My focus on the budget, though, has played second fiddle to what I believe is even more important - creating jobs. I've visited hundreds of businesses the past two years and always ask the same question: What can I do to facilitate their success?
The number of business leaders who asked me to lower their taxes can be counted on one hand. Perhaps that's because they recognize they get great value in Delaware already. But what I hear most from business leaders is that they want the government to continue to improve our schools, reduce the time it takes to issue permits and licenses, enhance our transportation infrastructure, protect our arts community, strengthen linkages between our institutions of higher education and local companies, and be responsive.
Don't get me wrong. Business leaders want to be in places where the taxes they pay are spent wisely. But they're more interested in things that will allow them to succeed in the marketplace.
That doesn't happen on its own. And as much as I, an MBA graduate from the University of Chicago, respect the value of the free market, I believe there is a role for government to play here.
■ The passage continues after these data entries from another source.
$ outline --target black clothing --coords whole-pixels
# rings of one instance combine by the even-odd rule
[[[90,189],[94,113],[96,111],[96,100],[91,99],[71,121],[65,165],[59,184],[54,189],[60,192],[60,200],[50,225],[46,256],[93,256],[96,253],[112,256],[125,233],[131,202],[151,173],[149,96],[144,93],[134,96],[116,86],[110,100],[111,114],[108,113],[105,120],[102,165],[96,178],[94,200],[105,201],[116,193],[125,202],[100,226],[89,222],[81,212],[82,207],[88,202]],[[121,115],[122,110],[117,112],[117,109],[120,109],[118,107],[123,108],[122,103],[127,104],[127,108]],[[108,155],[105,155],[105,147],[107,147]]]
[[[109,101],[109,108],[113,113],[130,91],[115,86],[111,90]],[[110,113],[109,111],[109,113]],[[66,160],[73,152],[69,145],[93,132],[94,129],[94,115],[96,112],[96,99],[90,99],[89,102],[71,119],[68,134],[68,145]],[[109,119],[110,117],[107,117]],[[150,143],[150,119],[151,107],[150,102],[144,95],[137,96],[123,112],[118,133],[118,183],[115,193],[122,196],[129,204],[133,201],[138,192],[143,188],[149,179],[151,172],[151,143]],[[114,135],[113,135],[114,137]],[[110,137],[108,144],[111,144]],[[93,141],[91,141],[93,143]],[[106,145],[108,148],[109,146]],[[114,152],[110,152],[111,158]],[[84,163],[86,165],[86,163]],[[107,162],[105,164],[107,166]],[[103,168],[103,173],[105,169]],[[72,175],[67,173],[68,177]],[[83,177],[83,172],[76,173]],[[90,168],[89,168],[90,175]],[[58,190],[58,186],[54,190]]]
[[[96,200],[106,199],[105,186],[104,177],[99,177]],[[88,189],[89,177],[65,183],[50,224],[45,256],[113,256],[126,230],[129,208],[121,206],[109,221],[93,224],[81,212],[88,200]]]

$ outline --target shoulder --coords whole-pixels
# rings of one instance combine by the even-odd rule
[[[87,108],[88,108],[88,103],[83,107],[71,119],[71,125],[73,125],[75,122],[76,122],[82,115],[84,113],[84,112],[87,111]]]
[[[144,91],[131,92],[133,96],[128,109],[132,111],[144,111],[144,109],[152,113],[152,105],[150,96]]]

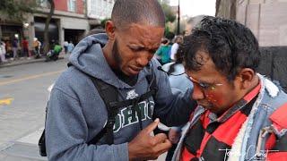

This precise argument is playing out in states across the country and is, in fact, probably the most important part of the budget debate in Washington.
Certainly, we must get control of our nation's spending, deficits and debt. But doing so is not the ultimate job-creation strategy.
As one of the first employees at a small cellular phone start-up called Nextel, I gained firsthand experience in how a business grows from an idea to a company that, at its peak, employed many thousands. Taxes were the least of our concerns, but we did have a problem finding employees with the right skills.
President Obama has appropriately focused in recent months on the need to out-innovate other countries. But where will the innovation come from if we don't make necessary investments in federally funded research? Who will take innovation to market if we don't help millions of workers retool their skills with appropriate job training? How will we get these new goods to market cost-effectively if we don't improve our infrastructure? These are precisely the investments other nations are making. We must, too.
These, then, represent the key competing visions for our country's future. My money is on appropriate cutting coupled with investments in the factors that will lead to economic growth. We've never succeeded as a country by racing to the bottom, cutting the investments that matter the most. Now's not the time to start.
The writer, a Democrat, is governor of Delaware.